Stephen King cameo in It Chapter 2

Along with Brian K. Vaughan, Jack Bender, Steven Spielberg, Stacey Snider, and a few others, Stephen King served as the executive producer for Under the Dome. He also wrote the premiere episode of the show’s second season and made a cameo in it as well. In June 2013 (via his official website), he even acknowledged that even though the CBS show made considerable changes to the original book’s storyline, he “approved of them wholeheartedly.” However, his contentment with the Under the Dome adaptation did not last too long, and he ended up changing his mind when the show started heading in a strange direction.

Stephen King’s involvement with Under the Dome as its executive producer may have been one of the reasons why he was not too critical of the show’s changes in the beginning. Unfortunately, when the show’s storyline stopped showing any semblance of narrative consistency and direction in season 3, King could not hold himself back from calling it mediocre. “The first few episodes were great,” he said (via The New York Times). “But the thing was, what CBS wanted was basically meatloaf — nothing too challenging, something to just fill some hours.

Under The Dome’s Later Seasons Strayed Further From King’s Books

Two people navigating the dome in Under the Dome from either sides.

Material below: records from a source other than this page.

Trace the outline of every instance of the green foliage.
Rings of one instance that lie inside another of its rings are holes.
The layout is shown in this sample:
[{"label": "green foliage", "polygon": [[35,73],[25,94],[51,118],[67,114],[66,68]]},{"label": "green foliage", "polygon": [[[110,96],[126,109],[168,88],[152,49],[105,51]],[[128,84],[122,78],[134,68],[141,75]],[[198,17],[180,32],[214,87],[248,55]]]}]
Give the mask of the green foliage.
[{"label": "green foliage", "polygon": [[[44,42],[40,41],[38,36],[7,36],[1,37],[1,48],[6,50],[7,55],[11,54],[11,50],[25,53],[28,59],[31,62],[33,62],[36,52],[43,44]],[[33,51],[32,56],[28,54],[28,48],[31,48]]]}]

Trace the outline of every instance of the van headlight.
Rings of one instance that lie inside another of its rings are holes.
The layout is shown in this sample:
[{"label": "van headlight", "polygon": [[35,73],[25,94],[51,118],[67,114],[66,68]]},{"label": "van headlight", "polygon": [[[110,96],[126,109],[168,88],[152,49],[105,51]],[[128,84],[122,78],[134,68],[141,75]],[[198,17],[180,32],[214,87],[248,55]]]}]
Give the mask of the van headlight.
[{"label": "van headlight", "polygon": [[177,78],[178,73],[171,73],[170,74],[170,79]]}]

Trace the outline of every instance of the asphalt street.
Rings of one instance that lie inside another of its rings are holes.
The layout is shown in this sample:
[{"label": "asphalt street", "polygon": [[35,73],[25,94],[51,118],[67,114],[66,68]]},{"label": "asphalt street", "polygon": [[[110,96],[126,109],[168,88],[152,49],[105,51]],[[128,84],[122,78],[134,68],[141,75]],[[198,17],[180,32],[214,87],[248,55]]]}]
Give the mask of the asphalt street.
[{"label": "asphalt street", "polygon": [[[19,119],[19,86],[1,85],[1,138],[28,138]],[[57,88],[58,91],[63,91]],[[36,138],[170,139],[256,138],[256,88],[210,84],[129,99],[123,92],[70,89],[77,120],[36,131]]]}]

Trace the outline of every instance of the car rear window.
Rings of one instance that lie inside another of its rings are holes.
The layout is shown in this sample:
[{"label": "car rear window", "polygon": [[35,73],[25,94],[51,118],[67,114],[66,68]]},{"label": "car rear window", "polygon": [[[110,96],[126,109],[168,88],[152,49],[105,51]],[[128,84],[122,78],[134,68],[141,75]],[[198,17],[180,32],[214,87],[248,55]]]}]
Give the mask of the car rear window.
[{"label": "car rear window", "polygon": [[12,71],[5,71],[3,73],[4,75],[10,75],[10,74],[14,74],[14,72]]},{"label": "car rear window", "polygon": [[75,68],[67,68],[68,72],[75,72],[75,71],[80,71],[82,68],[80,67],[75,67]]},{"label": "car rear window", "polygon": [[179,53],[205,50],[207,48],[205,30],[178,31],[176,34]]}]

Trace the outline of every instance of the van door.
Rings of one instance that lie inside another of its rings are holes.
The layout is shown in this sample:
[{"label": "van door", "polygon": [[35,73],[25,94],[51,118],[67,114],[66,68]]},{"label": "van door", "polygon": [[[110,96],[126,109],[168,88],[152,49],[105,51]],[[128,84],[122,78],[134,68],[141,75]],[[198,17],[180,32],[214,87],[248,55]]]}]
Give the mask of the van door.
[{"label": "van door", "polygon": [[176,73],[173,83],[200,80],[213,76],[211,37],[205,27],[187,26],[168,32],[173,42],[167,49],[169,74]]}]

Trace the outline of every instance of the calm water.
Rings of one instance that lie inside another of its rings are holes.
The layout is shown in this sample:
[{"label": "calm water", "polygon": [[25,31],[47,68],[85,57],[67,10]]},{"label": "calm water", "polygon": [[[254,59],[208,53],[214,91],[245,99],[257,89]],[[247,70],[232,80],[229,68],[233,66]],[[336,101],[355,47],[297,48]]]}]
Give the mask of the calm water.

Although Under the Dome shared its foundational ideas with Stephen King’s original book, it was not precisely telling the same story. Owing to this, it started well and garnered favorable reviews in its first season, where it did not drift far from the essence of its source material. However, as it progressed with season 2, it got too ambitious with its sci-fi concepts and reached a narrative domain where it seemingly did not know where to end. Ultimately, Under the Dome had talented showrunner Brian K. Vaughan at its helm, but it never truly delivered on what it promised, and as Stephen King said, it “went off the rails [and] descended into complete mediocrity.